For the second quarter of 2007, Level 3 lost $202 million, or 13 cents per share, on revenues of $1.05 billion. In the same quarter last year, it lost $201 million, or 23 cents per share, on revenues of $1.5 billion.
Table 1: Level 3's Q2 2007 Scorecard
The problem isn't growth -- Level 3's core communications services continued to grow this past quarter, but the growth was not as big as the company or analysts had expected. Revenues from communications services were $888 million, which fell short of the estimated $890 million to $910 million.
In recent years, Level 3 had gone on an M&A shopping spree, acquiring companies such as Telcove, ICG, Progress Telecom, and Broadwing.

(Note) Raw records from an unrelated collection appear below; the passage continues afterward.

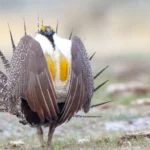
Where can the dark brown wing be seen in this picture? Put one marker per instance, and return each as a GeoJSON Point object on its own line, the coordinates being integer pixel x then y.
{"type": "Point", "coordinates": [79, 94]}
{"type": "Point", "coordinates": [35, 83]}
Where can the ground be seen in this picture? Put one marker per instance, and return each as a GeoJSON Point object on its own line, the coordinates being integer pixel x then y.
{"type": "Point", "coordinates": [126, 114]}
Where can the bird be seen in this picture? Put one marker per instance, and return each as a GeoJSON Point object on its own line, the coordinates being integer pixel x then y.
{"type": "Point", "coordinates": [48, 80]}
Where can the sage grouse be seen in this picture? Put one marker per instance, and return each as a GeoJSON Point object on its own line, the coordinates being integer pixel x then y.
{"type": "Point", "coordinates": [48, 80]}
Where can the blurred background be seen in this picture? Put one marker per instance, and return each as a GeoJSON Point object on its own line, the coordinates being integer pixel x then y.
{"type": "Point", "coordinates": [118, 31]}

But for now, these acquisitions have been hurting Level 3's bottom line as the company has faced difficulties integrating them into its business.
While the company expects to complete its workforce cuts by the end of the third quarter and has reduced its number of network operations centers (NOCs) from nine to two as part of the integration process, some problems still remain.

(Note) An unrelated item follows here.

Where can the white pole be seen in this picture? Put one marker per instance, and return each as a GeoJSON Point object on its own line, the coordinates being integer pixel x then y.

"We haven't been able to eliminate 100 percent of all the legacy applications from companies. Employees in our NOCs are having to learn elements of the legacy systems and work in complicated environments," said CEO James Q. Crowe on the earnings call.
The integration issues have prevented Level 3 from cutting costs as quickly as it would like and have also hindered the company from turning its sales into actual revenues.
The struggles of Level 3 and its stock are puzzling, since the company's metro fiber network is expanding rapidly and analysts are expecting solid revenue growth of about 10 percent a year through 2009. (See Level 3's Metro Fiber Frenzy .)
"The analysts like this company because it’s a consolidator and this whole business is about scale" says Greg Mesniaeff, an analyst with Needham & Co. "The more you consolidate, because it's a fixed-cost industry, you can get more leverage out of your asset."
But Level 3's attempt to further consolidate hasn't worked out as well as AT&T Inc. (NYSE: T)'s acquisitions, which resulted in significant cost savings that produced strong quarterly earnings. (See AT&T's Wild About Wireless in Q2.) "That's the way it's supposed to work and often does, but sometimes there's unexpected curveballs" says Mesniaeff. "You can certainly say that Level 3 has made a lot of acquisitions and now has a full plate."
In addition to its traditional business, Level 3 reported that it was encouraged by the early results of its new content delivery network which was launched in the U.S. in May. Level 3 doesn’t expect its content delivery network to generate any meaningful revenues in 2007 and reiterated that it's still very early in the process to make any projections on it.